Immigrazione, Amnesty consegna al Viminale 28 mila firme contro accordo con Libia

Gli accordi di cooperazione bilaterale fra Italia e Libia sul controllo dell’immigrazione continuano a essere al centro dell’attenzione di Amnesty International Italia, che da tempo sta denunciando non solo la loro opacità, ma anche il fatto che in Libia sono tuttora in corso violazioni dei diritti umani di migranti, rifugiati e richiedenti asilo. Così questa mattina una delegazione di Amnesty, guidata da Giusy D’Alconzo, direttrice dell’Ufficio campagne e ricerca, ha consegnato a Saverio Ruperto, sottosegretario al ministero dell’Interno con delega all’immigrazione e all’asilo, 28.474 firme raccolte dall’organizzazione per i diritti umani per chiedere all’Italia di accantonare l’accordo sottoscritto ad aprile con la Libia in materia di controllo dell’immigrazione.

L’appello è stato lanciato a giugno e chiede agli Stati europei di mettere i diritti umani al centro delle politiche sull’immigrazione. In tali politiche, non piace la rinnovata cooperazione col paese africano da parte dell’Italia.

Denuncia Amnesty: “L’accordo del 3 aprile ha significato la ripresa della cooperazione bilaterale dell’Italia con la Libia su un tema fondamentale di diritti umani, nonostante fossero, e siano tuttora in corso, violazioni dei diritti umani nei confronti di migranti, richiedenti asilo e rifugiati in Libia e nonostante la perdurante assenza di disposizioni per il riconoscimento dello status di rifugiato nel paese nordafricano”. L’accordo pone invece  migranti, rifugiati e richiedenti asilo a rischio di violazione dei diritti umani, denuncia l’associazione. Una prospettiva ben lontana dalla richiesta che invece l’Italia diventi un paese con un ruolo fondamentale nella difesa dei diritti umani in Libia.
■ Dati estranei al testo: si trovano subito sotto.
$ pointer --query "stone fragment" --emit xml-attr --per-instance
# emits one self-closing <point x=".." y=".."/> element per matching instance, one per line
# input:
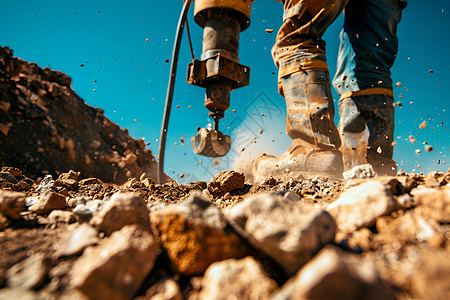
<point x="62" y="216"/>
<point x="4" y="222"/>
<point x="14" y="171"/>
<point x="116" y="267"/>
<point x="334" y="274"/>
<point x="12" y="204"/>
<point x="45" y="184"/>
<point x="236" y="279"/>
<point x="290" y="232"/>
<point x="225" y="182"/>
<point x="19" y="293"/>
<point x="196" y="234"/>
<point x="89" y="181"/>
<point x="409" y="227"/>
<point x="25" y="186"/>
<point x="361" y="171"/>
<point x="48" y="202"/>
<point x="165" y="289"/>
<point x="431" y="275"/>
<point x="434" y="202"/>
<point x="122" y="209"/>
<point x="8" y="177"/>
<point x="130" y="159"/>
<point x="69" y="180"/>
<point x="361" y="205"/>
<point x="74" y="242"/>
<point x="29" y="273"/>
<point x="86" y="211"/>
La delegazione di Amnesty ha dunque chiesto al Governo di mettere da parte ogni accordo vigente con la Libia in tema di controllo dell’immigrazione, di rendere pubblici tutti gli accordi sul controllo dell’immigrazione negoziati con la Libia o con qualsiasi altro paese e di  rendere noti i dettagli dei progetti di cooperazione con la Libia passati e presenti, compresi quelli finanziati dall’Unione europea e le informazioni sulla fornitura ufficiale di risorse, personale e attrezzature. L’associazione chiede inoltre di fare accordi sul controllo dell’immigrazione in Libia solo dopo che il paese dimostri di rispettare e proteggere i diritti umani di migranti, rifugiati e richiedenti asilo.